Nach einer weiteren Viertelstunde entstand, wie es für unsere Gespräche typisch war, eine Pause. Als Nächstes würde Alveron mich zu einem strittigen Thema befragen und dann würden wir uns an einen Ort zurückziehen, wo wir ungestört über wichtige Dinge reden konnten.
»Ich war immer der Ansicht«, begann Alveron endlich mit dem Thema unserer Diskussion, »dass jeder Mensch in seinem Innersten eine Frage mit sich herumträgt.«
»Wie meint Ihr das, Euer Gnaden?«
»Ich glaube, jeder Mensch wird von einer Frage umgetrieben. Einer Frage, die ihn nachts wach hält und an der er herumnagt wie ein Hund an einem alten Knochen. Wer diese Frage kennt, kennt auch den betreffenden Menschen besser.« Er warf mir einen Blick von der Seite zu und lächelte ein wenig. »Zumindest meine ich das schon immer.«
Ich überlegte einen Moment lang. »Da würde ich Euch zustimmen, Euer Gnaden.«
Alveron hob die Augenbrauen. »So schnell?« Er klang ein wenig enttäuscht. »Ich hatte mit mehr Widerspruch gerechnet.«
Ich schüttelte den Kopf, froh über die Gelegenheit, meinerseits ein Thema anschneiden zu können. »Mich selbst beschäftigt seit einigen Jahren eine ganz bestimmte Frage und das wird meiner Einschätzung nach auch noch einige Zeit so bleiben. Deshalb leuchtet mir vollkommen ein, was Ihr sagt.«
»Wirklich?«, fragte er neugierig. »Was für eine Frage denn?«
Ich überlegte, ob ich ihm die Wahrheit sagen sollte. Dass ich die Chandrian suchte, die meine Familie getötet hatten. Doch das kam nicht wirklich in Frage. Dieses Geheimnis lag immer noch schwer wie ein großer Stein auf dem Grund meines Herzens begraben. Es war so persönlich, dass ich es einem intelligenten und schlauen Menschen wie dem Maer nicht anvertrauen konnte. Außerdem hätte ich damit meine Herkunft von den Edema Ruh preisgegeben, von der bisher noch niemand am Hof des Maer etwas ahnte. Der Maer wusste zwar, dass ich nicht dem Adel angehörte, aber keineswegs, dass meine Abstammung so gering war.
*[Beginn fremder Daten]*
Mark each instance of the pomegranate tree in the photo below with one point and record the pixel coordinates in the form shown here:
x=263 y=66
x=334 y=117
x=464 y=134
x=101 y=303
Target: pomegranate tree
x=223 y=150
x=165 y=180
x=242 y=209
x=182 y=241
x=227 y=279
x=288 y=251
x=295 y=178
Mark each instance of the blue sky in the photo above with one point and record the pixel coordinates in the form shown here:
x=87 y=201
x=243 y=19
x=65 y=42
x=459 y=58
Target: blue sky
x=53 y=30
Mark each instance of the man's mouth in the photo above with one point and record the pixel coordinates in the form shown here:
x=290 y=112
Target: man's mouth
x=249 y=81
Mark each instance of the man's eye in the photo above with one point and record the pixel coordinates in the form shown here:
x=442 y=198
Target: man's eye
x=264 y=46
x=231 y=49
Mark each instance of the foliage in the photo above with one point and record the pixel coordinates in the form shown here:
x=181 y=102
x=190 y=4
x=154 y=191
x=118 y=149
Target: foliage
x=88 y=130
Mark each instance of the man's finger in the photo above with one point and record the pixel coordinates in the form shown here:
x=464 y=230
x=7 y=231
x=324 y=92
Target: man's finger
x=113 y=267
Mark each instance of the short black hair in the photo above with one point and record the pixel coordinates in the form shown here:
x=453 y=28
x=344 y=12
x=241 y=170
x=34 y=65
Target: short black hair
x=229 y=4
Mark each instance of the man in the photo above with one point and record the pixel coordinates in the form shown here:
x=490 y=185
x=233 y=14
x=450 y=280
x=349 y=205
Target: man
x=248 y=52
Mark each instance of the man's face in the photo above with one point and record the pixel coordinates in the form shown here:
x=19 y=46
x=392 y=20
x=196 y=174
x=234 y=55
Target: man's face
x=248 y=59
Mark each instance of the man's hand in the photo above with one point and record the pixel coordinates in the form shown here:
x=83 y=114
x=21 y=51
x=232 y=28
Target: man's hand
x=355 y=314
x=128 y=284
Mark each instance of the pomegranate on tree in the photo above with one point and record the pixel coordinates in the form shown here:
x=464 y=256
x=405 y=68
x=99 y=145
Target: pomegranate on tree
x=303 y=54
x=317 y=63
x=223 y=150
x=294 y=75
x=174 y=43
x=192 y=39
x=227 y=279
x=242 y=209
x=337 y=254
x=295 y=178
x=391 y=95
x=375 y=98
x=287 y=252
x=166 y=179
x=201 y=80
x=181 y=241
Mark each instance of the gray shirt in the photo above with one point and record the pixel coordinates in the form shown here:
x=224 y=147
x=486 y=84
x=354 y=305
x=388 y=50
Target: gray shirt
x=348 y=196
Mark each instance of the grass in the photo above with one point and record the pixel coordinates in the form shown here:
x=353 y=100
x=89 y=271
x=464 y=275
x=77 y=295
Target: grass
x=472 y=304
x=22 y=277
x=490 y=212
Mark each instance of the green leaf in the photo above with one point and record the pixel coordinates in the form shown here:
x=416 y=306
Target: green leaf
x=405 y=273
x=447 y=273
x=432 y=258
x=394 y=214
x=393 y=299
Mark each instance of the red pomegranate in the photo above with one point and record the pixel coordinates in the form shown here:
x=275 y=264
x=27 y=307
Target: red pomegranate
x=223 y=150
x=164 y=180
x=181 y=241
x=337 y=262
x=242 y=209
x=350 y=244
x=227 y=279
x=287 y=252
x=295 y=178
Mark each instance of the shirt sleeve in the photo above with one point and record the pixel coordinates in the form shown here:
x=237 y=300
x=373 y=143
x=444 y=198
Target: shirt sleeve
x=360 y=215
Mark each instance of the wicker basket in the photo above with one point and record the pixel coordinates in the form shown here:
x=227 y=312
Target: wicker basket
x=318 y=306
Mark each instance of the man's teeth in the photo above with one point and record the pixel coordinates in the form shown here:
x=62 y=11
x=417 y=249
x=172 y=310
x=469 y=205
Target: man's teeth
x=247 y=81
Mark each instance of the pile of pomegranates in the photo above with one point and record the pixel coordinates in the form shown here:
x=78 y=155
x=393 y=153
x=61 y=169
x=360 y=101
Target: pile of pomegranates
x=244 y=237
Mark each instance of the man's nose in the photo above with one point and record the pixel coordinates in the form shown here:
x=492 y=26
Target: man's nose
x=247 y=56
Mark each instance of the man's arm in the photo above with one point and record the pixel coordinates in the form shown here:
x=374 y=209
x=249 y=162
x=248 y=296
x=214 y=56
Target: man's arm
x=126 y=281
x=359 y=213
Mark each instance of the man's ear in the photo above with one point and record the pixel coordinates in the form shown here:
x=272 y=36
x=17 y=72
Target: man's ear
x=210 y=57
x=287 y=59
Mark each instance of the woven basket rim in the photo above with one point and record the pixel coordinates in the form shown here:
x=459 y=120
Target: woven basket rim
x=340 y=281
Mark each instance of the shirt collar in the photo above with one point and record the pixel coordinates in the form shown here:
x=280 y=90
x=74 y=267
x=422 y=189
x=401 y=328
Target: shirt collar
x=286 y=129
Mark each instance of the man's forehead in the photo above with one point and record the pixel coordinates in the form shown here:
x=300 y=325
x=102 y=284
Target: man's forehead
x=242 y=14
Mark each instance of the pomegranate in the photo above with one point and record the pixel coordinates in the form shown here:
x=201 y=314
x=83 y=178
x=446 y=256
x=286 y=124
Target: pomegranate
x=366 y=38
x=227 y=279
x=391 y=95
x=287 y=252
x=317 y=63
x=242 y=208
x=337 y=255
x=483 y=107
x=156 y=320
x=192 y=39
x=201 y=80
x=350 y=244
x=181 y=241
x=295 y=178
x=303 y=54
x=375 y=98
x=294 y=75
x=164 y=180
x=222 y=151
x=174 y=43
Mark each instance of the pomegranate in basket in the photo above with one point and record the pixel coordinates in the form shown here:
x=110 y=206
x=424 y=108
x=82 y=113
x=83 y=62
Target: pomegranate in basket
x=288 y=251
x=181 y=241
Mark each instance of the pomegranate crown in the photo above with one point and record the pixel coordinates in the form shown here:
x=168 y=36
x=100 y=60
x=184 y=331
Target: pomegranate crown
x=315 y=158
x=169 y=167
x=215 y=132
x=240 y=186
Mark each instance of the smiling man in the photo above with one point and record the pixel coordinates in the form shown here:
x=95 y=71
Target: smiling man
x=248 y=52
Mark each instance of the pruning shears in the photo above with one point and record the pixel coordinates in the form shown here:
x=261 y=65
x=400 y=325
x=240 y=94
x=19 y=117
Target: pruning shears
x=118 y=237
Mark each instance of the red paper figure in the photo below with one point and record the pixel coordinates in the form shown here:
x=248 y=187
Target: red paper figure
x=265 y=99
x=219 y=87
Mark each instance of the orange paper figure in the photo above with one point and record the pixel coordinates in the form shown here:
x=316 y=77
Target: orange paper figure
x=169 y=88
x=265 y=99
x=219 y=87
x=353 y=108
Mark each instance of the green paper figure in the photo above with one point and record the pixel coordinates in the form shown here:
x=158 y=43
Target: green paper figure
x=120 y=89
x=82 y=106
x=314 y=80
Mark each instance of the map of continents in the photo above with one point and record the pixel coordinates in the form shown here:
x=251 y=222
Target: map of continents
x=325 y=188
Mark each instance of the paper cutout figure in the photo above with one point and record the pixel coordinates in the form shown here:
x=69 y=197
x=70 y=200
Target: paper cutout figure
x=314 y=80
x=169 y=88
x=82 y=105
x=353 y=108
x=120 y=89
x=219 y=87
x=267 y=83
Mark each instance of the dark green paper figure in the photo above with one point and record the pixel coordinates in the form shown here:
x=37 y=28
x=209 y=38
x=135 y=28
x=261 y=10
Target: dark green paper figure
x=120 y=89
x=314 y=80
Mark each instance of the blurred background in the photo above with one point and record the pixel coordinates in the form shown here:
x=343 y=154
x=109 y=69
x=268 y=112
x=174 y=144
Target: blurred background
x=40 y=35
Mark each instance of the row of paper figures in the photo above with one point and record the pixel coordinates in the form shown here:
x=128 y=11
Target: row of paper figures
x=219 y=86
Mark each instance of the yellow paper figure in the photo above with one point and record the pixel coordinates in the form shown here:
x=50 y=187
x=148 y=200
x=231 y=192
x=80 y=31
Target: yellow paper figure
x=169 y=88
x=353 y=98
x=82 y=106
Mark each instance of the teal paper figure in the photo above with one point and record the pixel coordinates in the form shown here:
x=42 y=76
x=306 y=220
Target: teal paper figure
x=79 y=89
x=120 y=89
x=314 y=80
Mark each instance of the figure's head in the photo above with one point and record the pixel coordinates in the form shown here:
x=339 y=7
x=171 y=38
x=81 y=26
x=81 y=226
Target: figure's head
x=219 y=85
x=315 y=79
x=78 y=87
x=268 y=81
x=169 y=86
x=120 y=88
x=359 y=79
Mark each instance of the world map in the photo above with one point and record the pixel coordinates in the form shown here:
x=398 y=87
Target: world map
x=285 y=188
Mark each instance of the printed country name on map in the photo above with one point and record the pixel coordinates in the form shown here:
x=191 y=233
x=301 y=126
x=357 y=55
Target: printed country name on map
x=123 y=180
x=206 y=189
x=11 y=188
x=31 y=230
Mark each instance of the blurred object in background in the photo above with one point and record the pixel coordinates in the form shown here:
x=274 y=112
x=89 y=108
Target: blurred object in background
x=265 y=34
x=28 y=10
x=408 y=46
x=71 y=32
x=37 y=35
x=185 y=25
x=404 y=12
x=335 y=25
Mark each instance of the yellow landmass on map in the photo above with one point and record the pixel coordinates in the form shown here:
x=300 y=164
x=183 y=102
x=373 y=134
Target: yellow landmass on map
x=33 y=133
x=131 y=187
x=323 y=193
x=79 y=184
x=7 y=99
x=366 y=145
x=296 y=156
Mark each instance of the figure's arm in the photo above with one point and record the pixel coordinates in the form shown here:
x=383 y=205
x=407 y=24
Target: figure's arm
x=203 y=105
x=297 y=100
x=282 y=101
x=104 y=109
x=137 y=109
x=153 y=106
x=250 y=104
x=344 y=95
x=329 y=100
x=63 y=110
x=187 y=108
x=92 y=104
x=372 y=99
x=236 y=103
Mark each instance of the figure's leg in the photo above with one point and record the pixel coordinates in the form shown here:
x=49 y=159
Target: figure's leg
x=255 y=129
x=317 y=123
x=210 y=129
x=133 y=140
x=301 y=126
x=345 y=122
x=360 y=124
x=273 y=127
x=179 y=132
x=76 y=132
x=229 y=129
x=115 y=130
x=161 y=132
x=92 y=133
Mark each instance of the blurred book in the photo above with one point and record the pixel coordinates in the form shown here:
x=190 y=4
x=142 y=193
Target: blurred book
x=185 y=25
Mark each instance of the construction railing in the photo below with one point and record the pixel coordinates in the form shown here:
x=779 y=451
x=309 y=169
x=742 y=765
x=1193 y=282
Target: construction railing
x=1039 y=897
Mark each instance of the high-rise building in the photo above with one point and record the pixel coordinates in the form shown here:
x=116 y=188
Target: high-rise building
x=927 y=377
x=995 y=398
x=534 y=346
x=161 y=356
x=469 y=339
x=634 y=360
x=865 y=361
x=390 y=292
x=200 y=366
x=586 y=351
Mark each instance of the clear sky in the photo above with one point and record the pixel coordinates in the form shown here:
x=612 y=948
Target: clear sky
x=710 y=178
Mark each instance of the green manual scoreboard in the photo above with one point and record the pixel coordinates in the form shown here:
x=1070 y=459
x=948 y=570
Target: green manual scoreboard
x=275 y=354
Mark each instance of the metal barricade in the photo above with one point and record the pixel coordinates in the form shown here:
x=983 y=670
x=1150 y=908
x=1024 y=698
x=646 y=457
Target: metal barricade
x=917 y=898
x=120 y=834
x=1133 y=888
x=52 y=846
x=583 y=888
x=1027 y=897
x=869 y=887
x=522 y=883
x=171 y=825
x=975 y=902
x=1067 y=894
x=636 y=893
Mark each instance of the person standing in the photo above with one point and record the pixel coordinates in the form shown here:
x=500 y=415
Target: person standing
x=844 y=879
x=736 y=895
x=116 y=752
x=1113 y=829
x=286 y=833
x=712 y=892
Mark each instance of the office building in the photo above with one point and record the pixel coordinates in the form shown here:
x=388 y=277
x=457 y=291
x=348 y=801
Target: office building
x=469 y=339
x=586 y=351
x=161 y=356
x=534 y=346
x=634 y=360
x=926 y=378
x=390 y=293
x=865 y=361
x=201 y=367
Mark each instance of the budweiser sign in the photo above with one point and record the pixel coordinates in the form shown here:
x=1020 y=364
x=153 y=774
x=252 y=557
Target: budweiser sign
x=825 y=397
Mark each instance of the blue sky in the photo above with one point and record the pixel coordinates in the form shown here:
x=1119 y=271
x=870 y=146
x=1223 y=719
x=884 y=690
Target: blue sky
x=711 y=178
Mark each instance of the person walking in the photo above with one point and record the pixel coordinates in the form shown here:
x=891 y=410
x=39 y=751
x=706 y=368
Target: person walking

»Es muss sich um eine gewichtige Frage handeln, wenn du so lange überlegst«, scherzte Alveron auf mein Zögern hin. »Sage sie mir, ich bestehe darauf. Ich biete dir sogar einen Tausch an: eine Frage für eine Frage. Vielleicht können wir einander zu einer Antwort verhelfen.«
Auf eine schönere Ermutigung konnte ich nicht hoffen. Ich dachte noch kurz nach und wählte meine Worte dann mit Bedacht. »Wo sind die Amyr?«
»Die Amyr mit den blutigen Händen«, murmelte Alveron. Er musterte mich von der Seite. »Du fragst wahrscheinlich nicht, wo ihre Gebeine ruhen?«
»Nein, Euer Gnaden«, sagte ich ernst.
Er wurde nachdenklich. »Interessant.« Ich atmete erleichtert auf, denn ich hatte schon halb mit einer oberflächlichen Antwort gerechnet, etwa, dass die Amyr seit Jahrhunderten tot seien. Stattdessen sagte der Maer: »Ich habe mich nämlich in meiner Jugend eingehend mit den Amyr beschäftigt.«
»Wirklich, Euer Gnaden?«, fragte ich, ganz überrascht von diesem Zufall.